I want to build Ceph Storage Cluster for HPC use. (CentOS 7 based) For now I have enterprise SAS RAID enclosure with 3 shelves by 12 4TB disks(36 total). Now it is configured as default RAID6 rig. And it's performance is very bad. Also I can't scale system. No way to switch to 6TB disks for example. So what I want to do.
- Switch from RAID6 to JBOD.
- Map each 12 disks to 3 different controller ports.
- Connect 3 servers to enclosure by SAS HBA card.
- Set one ceph pool. Type: CephFS. 512 pg_num. Erasure coding. Failure-domain=host. Bluestore.
- Mount CephFS pool on computing nodes with IPoIB.

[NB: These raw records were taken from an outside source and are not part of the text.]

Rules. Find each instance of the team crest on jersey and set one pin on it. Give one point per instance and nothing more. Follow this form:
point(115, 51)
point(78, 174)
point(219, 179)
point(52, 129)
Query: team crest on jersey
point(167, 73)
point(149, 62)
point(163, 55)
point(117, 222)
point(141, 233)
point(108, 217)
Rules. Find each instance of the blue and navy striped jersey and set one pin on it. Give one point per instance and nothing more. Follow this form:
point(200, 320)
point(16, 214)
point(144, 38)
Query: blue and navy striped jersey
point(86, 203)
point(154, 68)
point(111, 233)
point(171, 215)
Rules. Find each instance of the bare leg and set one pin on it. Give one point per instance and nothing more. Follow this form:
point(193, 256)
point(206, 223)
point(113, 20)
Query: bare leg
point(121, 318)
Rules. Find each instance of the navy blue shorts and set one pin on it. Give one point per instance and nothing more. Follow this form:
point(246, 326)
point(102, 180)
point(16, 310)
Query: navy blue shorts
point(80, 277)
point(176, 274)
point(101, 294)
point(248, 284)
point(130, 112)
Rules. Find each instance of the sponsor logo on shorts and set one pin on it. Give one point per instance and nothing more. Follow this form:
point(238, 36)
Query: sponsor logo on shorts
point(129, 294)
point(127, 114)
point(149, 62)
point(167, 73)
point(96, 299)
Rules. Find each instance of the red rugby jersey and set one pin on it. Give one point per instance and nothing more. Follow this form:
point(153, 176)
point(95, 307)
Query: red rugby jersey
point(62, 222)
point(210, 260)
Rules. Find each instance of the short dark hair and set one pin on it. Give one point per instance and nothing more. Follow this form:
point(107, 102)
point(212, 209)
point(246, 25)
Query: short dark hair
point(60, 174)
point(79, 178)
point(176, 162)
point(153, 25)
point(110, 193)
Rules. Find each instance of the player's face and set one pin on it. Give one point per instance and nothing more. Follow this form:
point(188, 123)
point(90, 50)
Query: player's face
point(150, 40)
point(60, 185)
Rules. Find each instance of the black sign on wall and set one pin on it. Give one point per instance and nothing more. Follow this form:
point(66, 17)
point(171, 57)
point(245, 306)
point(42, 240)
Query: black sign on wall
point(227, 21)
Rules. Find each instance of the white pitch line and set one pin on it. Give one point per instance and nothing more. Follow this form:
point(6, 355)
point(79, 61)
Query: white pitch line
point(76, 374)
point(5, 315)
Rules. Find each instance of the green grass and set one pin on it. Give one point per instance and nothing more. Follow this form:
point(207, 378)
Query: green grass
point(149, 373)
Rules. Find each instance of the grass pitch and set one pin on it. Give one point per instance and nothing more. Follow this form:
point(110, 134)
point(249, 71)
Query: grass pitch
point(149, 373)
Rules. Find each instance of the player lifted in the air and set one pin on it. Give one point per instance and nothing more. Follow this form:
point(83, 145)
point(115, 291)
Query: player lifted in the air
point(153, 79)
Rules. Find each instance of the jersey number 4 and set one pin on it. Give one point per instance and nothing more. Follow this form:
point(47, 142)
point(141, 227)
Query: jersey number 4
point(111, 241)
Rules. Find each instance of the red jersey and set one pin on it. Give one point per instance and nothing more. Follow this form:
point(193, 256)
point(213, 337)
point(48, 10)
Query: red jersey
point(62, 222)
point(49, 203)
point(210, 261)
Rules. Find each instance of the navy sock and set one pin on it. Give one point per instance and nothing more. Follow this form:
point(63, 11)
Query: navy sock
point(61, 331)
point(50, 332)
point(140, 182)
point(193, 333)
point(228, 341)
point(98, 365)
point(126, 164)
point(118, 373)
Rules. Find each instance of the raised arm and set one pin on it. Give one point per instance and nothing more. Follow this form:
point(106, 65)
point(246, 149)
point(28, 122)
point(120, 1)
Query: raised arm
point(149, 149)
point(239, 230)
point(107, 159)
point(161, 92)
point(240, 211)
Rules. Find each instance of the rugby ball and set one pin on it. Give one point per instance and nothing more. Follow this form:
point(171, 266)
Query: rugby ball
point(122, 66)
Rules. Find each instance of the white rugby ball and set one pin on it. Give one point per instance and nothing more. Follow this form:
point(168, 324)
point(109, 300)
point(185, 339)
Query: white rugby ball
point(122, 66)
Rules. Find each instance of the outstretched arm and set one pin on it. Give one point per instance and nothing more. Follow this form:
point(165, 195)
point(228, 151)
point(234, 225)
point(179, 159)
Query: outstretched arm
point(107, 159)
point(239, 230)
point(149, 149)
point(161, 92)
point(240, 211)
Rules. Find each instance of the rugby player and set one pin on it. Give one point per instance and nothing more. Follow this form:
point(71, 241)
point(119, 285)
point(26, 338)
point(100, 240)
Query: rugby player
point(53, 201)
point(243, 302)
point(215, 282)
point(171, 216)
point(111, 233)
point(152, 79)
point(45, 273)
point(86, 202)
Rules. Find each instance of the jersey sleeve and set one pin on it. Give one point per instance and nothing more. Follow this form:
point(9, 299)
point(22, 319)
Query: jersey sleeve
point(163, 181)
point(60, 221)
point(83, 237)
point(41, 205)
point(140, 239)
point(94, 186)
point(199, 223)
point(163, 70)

Main questions are around 4th step.
- How to choose erasure coding k+m numbers? 3+3 4+2 8+3 8+4 10+4? Actually I can't fully understand how it will handle different failures. As I undestand my system need to handle 1 host down + 1-2 OSDs fails. Is it possible with 3 hosts config? If not, what will happen if OSD fail during heal process after host failure? What will happen if OSD fail when 1 host down for maintenance(heal not started)?
- Is it possible to add WAL/DB SSDs for Bluestore later as it is at filestore?
- Will HPC MPI calls suffer from IPoIB traffic on same IB interface and switch?
And overall question. Will it work at all, or I missed something global?